# Solved: Tomb Raider 3 no music !!



## mazengd (Jun 21, 2007)

hello gamers !
i've installed tomb raider 3 from a collection cd, it works well, but there's no music, and musical sound effects,  , please can anybody help me on this  , what should i do ?!!
is there a way to download the music files , and make them play from my hard drive ?!


----------



## RT (Aug 20, 2000)

Hello T2

You can copy the audio files over to your hard drive.

Find the file CDAUDIO.WAD on the disk (in the audio subfolder) and copy it to the directory where the game was installed, usually C:/Program Files/Core Design/Tomb Raider III/audio.

If that doesn't work, you may need the patch from Eidos.

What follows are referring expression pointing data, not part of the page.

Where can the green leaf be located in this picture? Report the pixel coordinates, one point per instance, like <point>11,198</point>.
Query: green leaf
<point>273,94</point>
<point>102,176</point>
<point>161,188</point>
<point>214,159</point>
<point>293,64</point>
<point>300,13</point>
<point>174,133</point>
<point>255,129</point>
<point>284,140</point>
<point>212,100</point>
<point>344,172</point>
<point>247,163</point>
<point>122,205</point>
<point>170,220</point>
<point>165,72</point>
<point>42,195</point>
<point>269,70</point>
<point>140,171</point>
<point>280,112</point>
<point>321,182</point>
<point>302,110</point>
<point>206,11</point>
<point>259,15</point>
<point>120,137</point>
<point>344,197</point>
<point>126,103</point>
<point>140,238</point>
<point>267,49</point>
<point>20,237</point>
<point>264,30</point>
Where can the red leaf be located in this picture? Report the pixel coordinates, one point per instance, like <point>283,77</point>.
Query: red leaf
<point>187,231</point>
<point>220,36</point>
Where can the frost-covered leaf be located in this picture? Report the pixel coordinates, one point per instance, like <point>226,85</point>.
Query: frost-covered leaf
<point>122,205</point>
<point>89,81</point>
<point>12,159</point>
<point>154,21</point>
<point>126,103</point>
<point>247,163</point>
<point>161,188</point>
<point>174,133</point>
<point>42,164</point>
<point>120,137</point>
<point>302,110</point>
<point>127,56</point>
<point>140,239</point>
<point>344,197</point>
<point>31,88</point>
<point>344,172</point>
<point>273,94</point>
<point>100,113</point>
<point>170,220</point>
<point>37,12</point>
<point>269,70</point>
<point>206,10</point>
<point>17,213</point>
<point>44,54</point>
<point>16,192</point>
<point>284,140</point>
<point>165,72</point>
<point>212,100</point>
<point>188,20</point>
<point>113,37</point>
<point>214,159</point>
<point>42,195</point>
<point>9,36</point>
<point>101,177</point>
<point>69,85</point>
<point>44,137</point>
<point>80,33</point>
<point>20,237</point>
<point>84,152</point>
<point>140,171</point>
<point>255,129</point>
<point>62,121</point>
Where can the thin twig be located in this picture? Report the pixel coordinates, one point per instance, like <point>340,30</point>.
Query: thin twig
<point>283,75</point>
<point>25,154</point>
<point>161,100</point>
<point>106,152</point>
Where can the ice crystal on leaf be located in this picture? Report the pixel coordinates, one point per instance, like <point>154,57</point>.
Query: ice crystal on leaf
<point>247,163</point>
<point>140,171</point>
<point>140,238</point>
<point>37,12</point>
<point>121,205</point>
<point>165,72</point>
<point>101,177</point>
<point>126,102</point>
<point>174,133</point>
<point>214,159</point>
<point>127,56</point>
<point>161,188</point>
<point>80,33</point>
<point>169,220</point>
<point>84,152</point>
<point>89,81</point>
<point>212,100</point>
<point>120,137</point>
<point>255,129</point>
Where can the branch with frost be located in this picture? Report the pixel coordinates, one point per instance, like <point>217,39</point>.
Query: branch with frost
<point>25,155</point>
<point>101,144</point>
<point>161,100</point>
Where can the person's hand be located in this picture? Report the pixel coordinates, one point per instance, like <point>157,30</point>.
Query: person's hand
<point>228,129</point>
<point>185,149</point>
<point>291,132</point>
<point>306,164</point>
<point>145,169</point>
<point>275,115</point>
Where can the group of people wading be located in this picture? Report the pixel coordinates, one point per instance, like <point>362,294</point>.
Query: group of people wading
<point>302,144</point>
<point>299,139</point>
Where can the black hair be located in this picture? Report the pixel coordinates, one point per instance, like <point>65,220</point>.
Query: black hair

I seem to recall another possible solution for this, but I'll need to look around a bit for it.


----------



## Couriant (Mar 26, 2002)

make sure that your sound is working with a different program too


----------



## mazengd (Jun 21, 2007)

thank you pals for taking time to answer my question.
by the way the "cdaudi.wad" is the only file in the audio directory, and it's only 7.34 mb !!
is this right ? I downloaded the patch, from eidos; Currently i'm looking for audio files on the internet. because eidos said that you must copy them to the audio folder. bye !


----------



## RT (Aug 20, 2000)

All the audio is accessed from the CDAUDIO.WAD file. You can copy this file from the installation disk to your hard drive.
Actually the purpose of this is have faster access to the file so the CD doesn't have to spin up, so I'm not so sure it will fix your problem.

I think you might have better luck using the Multi Patch developed by the folks at tombraiderchronicles.com. It's not official, but Eidos recommends it.

You can get it HERE
Be sure to choose the one named Tomb Raider Multi Patch (new) for XP/Vista. 
This should configure all aspects of the install properly.


----------



## mazengd (Jun 21, 2007)

thanks folks,

It seems that this cd I have is unofficial ! damn it  
anyway, II'll buy the standalone Tomb Raider 3 (I should've done that at the first time)  

thanks one more time for helping me


----------



## Couriant (Mar 26, 2002)

'unofficial'? lol


----------